暑い国の白い粉

 蒸し暑いのは苦手だ。こう書くと、今まで自分が旅行してきた国々の選択とまったく矛盾するじゃないかと思われるかもしれないが、それとはちょっと状況が違う気がする。確かに熱帯地方へ出かけることが多かったが、短パンにTシャツ足許はサンダルで、汗をかいたらいつでも水シャワーを浴びたりビールをあおったりということが可能だったから、高温多湿も苦ではなかった。なにより、湿気の中には様々の匂いが溶けていて魅力的だった。
 ところがここしばらく僕が呼吸している空気のほとんどは無臭で没個性的である。考えてみれば夏を日本で過ごすのは3年ぶりでだ。こんなにセミがうるさかったっけ、と毎日のように思っている。しかしいくら僕が怪訝に思おうと、クマゼミ(のオス)は短い一生を鳴き続けるし、僕はネクタイを締めなくてはならない。
 この暑さからわずかでも逃れるために、「フラフラ!」というタイから持ち帰った白い粉を朝に晩にと利用している。入浴後に全身にはたくと、スーッとするのだ。と言うより、むしろ寒気を覚えるほどの清涼感が得られる。身体の水気を完全に拭き取るのではなく、したたり落ちない程度に水分を残しておくと、気化熱と合わせて強烈に効く。シャワーから上がってフラフラをはたいて、扇風機(できれば天井から吊されたファン)の風を受けると、夏のさなかにブリザードを体験できる。そこらを、ペンギンがとことこ歩いていてもおかしくないほどに冷える。

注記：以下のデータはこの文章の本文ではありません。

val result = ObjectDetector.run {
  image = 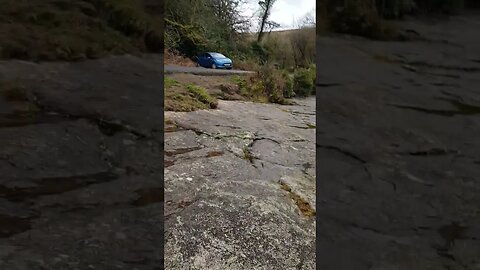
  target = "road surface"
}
[164,65,255,76]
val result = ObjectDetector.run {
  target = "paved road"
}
[164,65,255,76]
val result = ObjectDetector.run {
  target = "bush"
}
[293,68,315,97]
[282,71,295,98]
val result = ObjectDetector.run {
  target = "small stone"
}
[115,232,127,240]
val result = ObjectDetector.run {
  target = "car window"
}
[210,53,227,58]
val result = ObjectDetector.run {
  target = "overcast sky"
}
[245,0,316,31]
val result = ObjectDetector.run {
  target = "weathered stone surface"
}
[0,56,164,270]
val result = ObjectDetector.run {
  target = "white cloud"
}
[244,0,316,30]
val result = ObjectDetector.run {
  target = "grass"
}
[0,0,163,61]
[280,182,316,218]
[186,84,218,109]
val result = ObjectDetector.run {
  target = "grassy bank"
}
[0,0,163,61]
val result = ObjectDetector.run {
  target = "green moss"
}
[186,84,218,109]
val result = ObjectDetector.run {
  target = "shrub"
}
[282,71,295,98]
[186,84,218,109]
[293,68,315,97]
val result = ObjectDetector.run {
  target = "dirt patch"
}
[163,49,195,67]
[280,182,316,218]
[164,74,243,112]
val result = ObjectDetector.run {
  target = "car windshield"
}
[210,53,227,58]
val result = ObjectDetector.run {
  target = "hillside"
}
[0,0,163,61]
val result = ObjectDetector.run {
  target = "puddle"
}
[207,151,225,157]
[0,214,31,238]
[279,182,316,218]
[132,188,163,206]
[0,172,118,202]
[95,120,124,137]
[165,146,202,157]
[388,98,480,116]
[449,100,480,115]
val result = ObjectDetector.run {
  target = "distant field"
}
[0,0,163,61]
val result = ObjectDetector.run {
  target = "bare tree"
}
[257,0,278,42]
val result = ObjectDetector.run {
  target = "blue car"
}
[197,52,233,69]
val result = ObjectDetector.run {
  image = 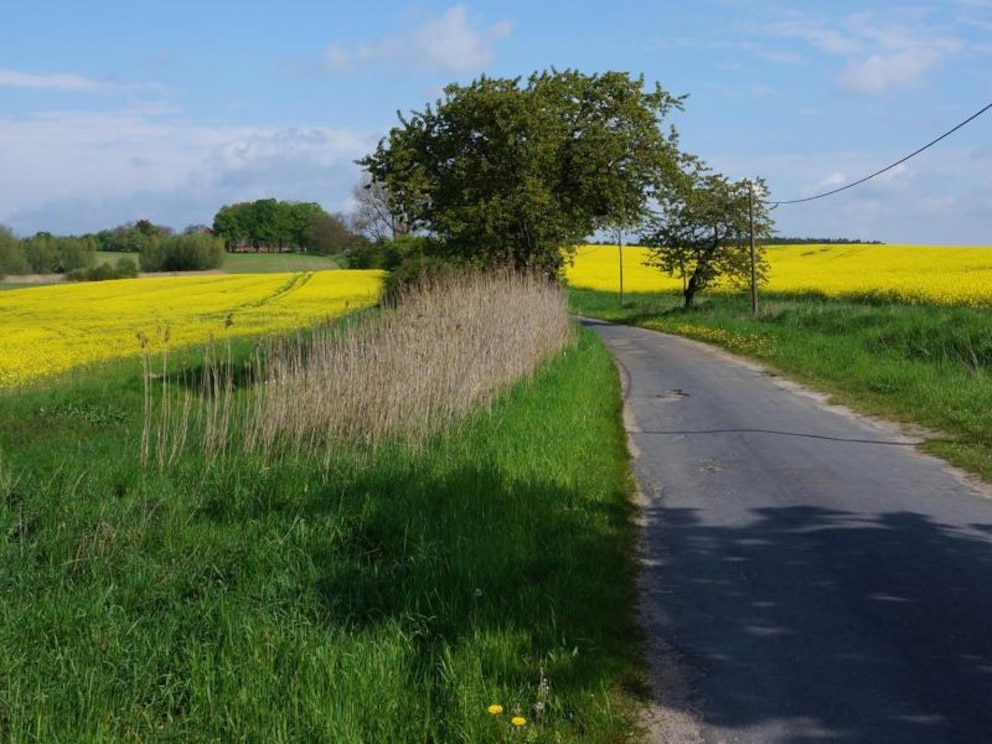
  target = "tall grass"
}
[151,274,573,467]
[0,290,644,744]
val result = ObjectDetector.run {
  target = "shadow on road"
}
[644,507,992,744]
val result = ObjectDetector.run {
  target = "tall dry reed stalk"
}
[143,274,573,467]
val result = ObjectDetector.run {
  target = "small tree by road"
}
[641,168,773,309]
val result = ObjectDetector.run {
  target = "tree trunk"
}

 残念ながらこの手の粉を一般名詞で何と読んだらいいのかよく知らないが、フラフラにの他に何種類もタイのスーパーやコンビニの棚に並んでいる。その中で僕がフラフラを好んで使っているのは、バンコク在住のM氏から「やっぱフラフラやろ!」というご推薦の言葉をいただいたからだ。特に他のものと比較して吟味した上で、というわけでもない。
 タイでは小さな子どもなんかが、顔までも真っ白に塗りたくっているのを見かけることがある。僕はさすがにそんな顔で電車に乗るわけにはいかないので、服に隠れる部分にはたくだけだが、それでも小一時間はヒンヤリが続く。特に背中を汗の粒がつーっと伝わるときには、氷でなでられているように感じることができる。もちろん汗そのものは不快なのだが、次善の策としてはこれに優るものは知らない。
 英語の成分表示を見てみると、どうやらメンソールが効くらしい。そう言えば、これまたタイのどこでも手に入るインヘラーという鼻から吸う薬もメンソールが主成分である。メンソールは暑いこの国の知恵なのかもしれない。だとすれば、この上にセイラムでも吸えばエアコンも必要ないほどに涼しくなれるのかもしれない。だが、残念ながら僕はタバコが大嫌いだからそういうわけにもいかない。